At the heart of things,is everything.
IS YOUR HEART IN THE RIGHT PLACE? Why or why not? I can honestly say that for the longest my heart was symbolic to that of filthy and tattered rags. Like the milk rags Jesus was swaddled in. HA! Just rugged and in very poor condition. Looking back over my life I can remember the innumerable loads of unforgiveness, incomprehensible rage, bitterness, displeasure, hurt and tsunamis of other things that harbored within the ventricles and chambers of my very being. This goes back to my childhood folks(mind you I'm only 28 years of age). I perpetually nursed and rehearsed every thought, every painful memory, every hurt, every "bad thing" that had ever happened to me. Sound like anyone you know? From the rising of the sun and to the setting of it, all I thought about was ALL the "bad stuff" that had ever occurred in my life. I never thought about anything good. NEVERRRRR! I never had anything good to say about myself or anyone for that matter, therefore my life was in a perpetual funk! Due to my stinking thinking, I WAS ALWAYS ANGRY. Oh yeah, I was MRS. ALWAYS MAD ABOUT SOMETHING. Oh Yes honey child, I was married to my own self-inflicted afflictions. I literally hated everything and everyone,including myself! Sound familiar? I perpetually thought about how my father was never there for me. The bullying and incessant name calling growing up.The memories of past hurt from failed friendships and relationships and so on and so forth. Until one day, I said NO MORE! I got sick of tired of being sick and tired. I got tired of being mad at the world.I got tired of waking up and walking throughout life with a heavy heart. I got tired of Who AND How I was. I simply got tired of throwing pity parties where there was no one in attendance!
Beloved are you tired? Weary and fatigued?
Take a moment now and honestly ask yourself, " What "scenarios" am I consistently nursing and rehearsing?" "What am I refusing to let go of?" What am I constantly regurgitating like a dog returning to his own vomit? Now I know from experience that this might be easier said than done, BUT IT MUST BE DONE IF you desire to experience true internal freedom and sovereignty. I cannot tell you the countless times I woke up every morning with a hard, dark and heavy heart. Oh yes Beloved, there really was an icebox where my heart used to be! Sheeshh... Believe it or not I could actually feel the burdens of heaviness that resided within my 12 oz. organ. So what should have been the size of a fist overtime turned into a heap of mountain tops.
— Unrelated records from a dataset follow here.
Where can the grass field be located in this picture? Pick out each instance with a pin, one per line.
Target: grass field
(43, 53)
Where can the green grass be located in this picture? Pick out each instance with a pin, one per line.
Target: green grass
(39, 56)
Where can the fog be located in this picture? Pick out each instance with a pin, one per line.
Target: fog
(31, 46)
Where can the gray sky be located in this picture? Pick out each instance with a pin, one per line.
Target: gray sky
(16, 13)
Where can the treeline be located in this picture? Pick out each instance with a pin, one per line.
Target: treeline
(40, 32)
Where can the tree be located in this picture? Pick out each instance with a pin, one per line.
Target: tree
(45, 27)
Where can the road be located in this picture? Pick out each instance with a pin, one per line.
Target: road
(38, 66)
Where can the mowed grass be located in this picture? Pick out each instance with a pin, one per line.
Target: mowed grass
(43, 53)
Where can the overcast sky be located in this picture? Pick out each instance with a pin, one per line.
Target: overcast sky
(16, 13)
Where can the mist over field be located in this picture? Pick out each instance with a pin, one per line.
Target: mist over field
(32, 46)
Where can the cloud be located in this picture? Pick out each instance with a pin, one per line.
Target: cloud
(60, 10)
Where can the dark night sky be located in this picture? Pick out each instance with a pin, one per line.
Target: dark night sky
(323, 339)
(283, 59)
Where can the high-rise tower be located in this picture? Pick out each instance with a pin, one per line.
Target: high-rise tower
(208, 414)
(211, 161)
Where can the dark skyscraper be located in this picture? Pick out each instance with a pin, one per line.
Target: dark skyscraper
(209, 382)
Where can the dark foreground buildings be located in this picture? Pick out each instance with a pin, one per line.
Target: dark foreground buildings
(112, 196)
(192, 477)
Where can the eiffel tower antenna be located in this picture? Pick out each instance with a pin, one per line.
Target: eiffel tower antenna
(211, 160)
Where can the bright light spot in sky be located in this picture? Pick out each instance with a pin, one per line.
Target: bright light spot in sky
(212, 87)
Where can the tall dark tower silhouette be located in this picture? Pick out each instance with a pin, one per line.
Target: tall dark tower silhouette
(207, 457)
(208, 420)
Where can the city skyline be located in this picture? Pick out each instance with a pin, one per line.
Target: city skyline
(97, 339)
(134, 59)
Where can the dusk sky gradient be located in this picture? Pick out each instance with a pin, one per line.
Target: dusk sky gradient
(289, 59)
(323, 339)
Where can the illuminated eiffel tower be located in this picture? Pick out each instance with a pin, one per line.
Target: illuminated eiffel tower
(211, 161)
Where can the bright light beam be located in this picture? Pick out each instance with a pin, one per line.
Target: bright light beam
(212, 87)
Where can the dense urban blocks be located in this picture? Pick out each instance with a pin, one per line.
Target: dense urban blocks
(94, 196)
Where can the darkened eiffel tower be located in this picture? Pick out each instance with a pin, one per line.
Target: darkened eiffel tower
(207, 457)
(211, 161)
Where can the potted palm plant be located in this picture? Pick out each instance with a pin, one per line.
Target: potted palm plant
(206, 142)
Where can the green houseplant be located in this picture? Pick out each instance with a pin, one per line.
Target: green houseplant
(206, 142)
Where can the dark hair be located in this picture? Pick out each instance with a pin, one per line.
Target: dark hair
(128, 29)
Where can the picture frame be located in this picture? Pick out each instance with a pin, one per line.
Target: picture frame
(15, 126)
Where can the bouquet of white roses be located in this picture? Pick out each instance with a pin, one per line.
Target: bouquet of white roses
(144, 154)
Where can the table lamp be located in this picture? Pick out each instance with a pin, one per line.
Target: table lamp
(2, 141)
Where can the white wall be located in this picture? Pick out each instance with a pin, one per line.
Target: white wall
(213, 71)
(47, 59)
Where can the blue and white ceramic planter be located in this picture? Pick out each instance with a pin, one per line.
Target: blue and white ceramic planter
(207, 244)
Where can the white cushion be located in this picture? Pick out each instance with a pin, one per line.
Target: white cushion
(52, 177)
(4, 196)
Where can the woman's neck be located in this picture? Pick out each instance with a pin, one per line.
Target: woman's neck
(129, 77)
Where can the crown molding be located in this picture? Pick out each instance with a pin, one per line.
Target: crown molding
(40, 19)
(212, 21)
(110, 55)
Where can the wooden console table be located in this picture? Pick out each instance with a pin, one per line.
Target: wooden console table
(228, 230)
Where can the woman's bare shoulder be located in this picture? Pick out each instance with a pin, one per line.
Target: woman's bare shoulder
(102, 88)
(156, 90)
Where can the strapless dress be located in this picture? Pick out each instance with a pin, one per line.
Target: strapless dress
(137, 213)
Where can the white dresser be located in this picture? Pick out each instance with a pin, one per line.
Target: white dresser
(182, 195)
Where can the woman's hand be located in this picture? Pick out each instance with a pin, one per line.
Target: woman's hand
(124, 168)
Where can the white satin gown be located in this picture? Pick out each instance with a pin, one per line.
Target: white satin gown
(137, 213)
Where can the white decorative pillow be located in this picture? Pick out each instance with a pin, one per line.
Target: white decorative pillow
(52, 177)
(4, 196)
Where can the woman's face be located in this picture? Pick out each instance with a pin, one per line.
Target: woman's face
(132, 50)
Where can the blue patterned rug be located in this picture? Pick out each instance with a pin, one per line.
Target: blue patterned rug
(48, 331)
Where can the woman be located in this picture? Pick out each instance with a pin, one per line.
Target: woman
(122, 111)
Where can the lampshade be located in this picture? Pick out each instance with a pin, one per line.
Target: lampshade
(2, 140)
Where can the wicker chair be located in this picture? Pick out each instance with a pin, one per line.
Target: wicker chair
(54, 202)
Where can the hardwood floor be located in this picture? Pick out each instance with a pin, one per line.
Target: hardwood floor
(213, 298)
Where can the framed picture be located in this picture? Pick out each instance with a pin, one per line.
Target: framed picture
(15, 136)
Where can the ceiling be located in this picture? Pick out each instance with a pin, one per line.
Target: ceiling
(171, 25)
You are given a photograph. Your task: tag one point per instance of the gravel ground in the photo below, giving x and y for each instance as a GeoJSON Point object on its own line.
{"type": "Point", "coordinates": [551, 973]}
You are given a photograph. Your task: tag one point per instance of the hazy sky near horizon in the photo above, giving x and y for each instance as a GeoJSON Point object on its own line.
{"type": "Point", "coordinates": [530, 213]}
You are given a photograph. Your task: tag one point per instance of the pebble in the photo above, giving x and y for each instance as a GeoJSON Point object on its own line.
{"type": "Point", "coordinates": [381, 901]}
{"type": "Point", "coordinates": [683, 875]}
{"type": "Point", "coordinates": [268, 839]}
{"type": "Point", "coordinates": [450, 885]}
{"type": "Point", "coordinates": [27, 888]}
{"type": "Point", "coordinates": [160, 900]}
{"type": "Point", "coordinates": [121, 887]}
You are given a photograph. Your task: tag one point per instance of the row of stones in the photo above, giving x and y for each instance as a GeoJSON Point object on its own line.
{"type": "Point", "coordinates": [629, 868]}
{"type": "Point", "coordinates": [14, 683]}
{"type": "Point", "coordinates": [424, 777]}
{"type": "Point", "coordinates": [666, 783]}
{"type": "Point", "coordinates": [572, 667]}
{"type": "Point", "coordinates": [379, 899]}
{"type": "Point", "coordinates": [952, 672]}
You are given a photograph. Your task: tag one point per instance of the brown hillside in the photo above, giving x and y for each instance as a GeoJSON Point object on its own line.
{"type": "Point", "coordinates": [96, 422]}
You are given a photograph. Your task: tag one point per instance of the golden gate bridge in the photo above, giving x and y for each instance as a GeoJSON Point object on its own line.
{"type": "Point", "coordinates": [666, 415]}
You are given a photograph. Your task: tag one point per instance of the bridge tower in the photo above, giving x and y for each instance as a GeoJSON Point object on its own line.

You see Beloved, in order to live your best life NOW, you must let go of the learned thought patterns, verbiage, and behaviors that hold you back and weigh you down TODAY.Could it be possible that you are the reason for your own misery? If so, there is hope in God. Whether you consider yourself religious,spiritual or none of the above realize and recognize that in order to bear fruit in your life, you must first get to the root. You see, sour grapes can't bear good fruit, they just produce more sour grapes. So, what is your root? Your root is that thing you must dig up and do away with. You know what "thing(s)" I'm referring to. You can't just trim the thorns and disregard the weeds, you must get to the root in order to uproot the pestilence and poisons in your life, if you desire to bloom like the beautiful rose that God created YOU to be! I don't know... perhaps you'll have to forgive someone that wasn't sorry. Or maybe write out all your hurts and troubles and burn them.Or perhaps you'll have to pray, fast and ask for true deliverance. Whatever your root may be, ask God for His divine guidance! Whatever it takes, GET RID OF IT! Whatever your "it" may be.
For at the end of everyday, heart matters are the heart of every single matter.